Asylum-seekers bring proof to show dangers of home

- By Emily Schmall

MATAMOROS, MEXICO» An MS-13 gang member left eight voicemails on Brenda Mendez’s cellphone demanding that she turn over her teenage boy. If she refused, he said, the gang would dismember her sons.

“I’m going to send you a finger from each hand. You are going to see what the (expletive) happens to your son,” one message said. “Show up or you’re dead. We know about Little Gustavo and also about your baby boy. What the (expletive)? You want him turned into pieces too?”

The family soon fled Guatemala with hopes of getting into the United States, being careful to bring along the voicemails and a copy of the police report Mendez filed against the gang member known as El Gato.

Other migrants are doing the same. As the Trump administra­tion puts up more legal barriers for asylumseek­ers, some immigrants take steps to arrive at the border with evidence to show U.S. authoritie­s the dangers they are trying to escape. The documents often are carried inside protective folders, and they are sometimes all that the migrants bring with them, except for the clothes on their backs.

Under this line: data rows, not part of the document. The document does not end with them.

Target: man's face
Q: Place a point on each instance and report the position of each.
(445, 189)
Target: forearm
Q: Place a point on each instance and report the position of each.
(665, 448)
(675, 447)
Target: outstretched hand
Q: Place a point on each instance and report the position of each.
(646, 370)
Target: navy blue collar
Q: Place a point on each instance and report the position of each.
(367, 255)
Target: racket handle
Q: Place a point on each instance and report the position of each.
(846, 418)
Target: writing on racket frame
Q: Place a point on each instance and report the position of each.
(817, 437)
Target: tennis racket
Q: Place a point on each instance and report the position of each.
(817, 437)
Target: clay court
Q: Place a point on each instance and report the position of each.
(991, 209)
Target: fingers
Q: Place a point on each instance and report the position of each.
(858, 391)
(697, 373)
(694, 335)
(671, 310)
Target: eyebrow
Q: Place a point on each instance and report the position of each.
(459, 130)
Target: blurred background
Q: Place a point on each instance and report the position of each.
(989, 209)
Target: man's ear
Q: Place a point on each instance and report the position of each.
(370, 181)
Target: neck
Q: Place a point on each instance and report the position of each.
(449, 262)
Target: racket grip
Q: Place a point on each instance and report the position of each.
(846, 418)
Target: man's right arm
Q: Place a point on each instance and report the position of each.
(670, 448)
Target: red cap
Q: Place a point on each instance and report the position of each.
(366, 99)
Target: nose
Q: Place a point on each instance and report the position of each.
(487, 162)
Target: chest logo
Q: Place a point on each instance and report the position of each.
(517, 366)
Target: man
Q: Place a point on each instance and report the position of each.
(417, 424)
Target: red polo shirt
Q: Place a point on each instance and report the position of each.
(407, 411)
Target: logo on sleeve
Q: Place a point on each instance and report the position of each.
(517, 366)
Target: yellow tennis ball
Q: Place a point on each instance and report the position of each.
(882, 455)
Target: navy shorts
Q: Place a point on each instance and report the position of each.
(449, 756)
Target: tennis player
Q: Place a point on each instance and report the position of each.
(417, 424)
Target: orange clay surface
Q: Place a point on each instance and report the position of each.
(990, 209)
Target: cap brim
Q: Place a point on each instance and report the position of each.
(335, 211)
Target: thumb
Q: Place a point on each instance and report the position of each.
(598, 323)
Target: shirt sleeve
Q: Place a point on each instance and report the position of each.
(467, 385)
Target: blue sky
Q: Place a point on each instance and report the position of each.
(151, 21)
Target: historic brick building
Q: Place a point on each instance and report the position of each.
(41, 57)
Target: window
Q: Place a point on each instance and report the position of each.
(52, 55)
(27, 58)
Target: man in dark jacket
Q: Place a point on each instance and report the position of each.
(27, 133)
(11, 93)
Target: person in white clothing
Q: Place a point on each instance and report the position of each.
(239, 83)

On July 1, the Mendez family waited on the Mexican side of the internatio­nal bridge to Brownsvill­e, Texas. Even with their evidence, they seemed to face long odds after Attorney General Jeff Sessions last month removed gang and domestic violence from the conditions that qualify for asylum.

Mendez was undeterred. She knew she might be separated from her husband and her sons, ages 9 and 14, and that they could be held in detention. The four would have to navigate a foreign legal system in a foreign language.

But “if it saves my children’s lives, I don’t mind,” she said flatly in Spanish as she rifled through a sturdy plastic folder her husband, David, had safeguarde­d in a small pack containing birth certificat­es, proof of home ownership and the police report during the journey of more than 1,200 miles.

With a sad smile, she played for The Associated Press the voicemails left on the Guatemalan cellphone she mostly kept off to conserve the battery.

To bolster their asylum cases, immigrants bring audio recordings, crimescene photos, police paperwork and even medical examiner records — anything that will support their claims that home is too dangerous. They carry these grim records across deserts and rivers, sometimes for months or years, because they could mean the difference between a lifetime of safety in the U.S. or swift deportatio­n.

The evidence is critical for so-called credible-fear interviews, which test asylum-seekers’ reasons for fleeing to the U.S., specifical­ly their claims to be victims of persecutio­n. The interviews, conducted by immigratio­n officers from the Department of Homeland Security, are the first screening in the long asylum process.

Mamadou Aliou Barry, 17, described a three-year odyssey, by boat, by bus and on foot, from his native Guinea in West Africa to the bridge in Matamoros. In halting Spanish, he explained that as a member of the Fula ethnic minority, he was fleeing persecutio­n from political elites in the Malinke tribe.

Before he left, he said, his mother encouraged her then-14-year-old son to go, giving him about $6,000 collected from relatives and neighbors.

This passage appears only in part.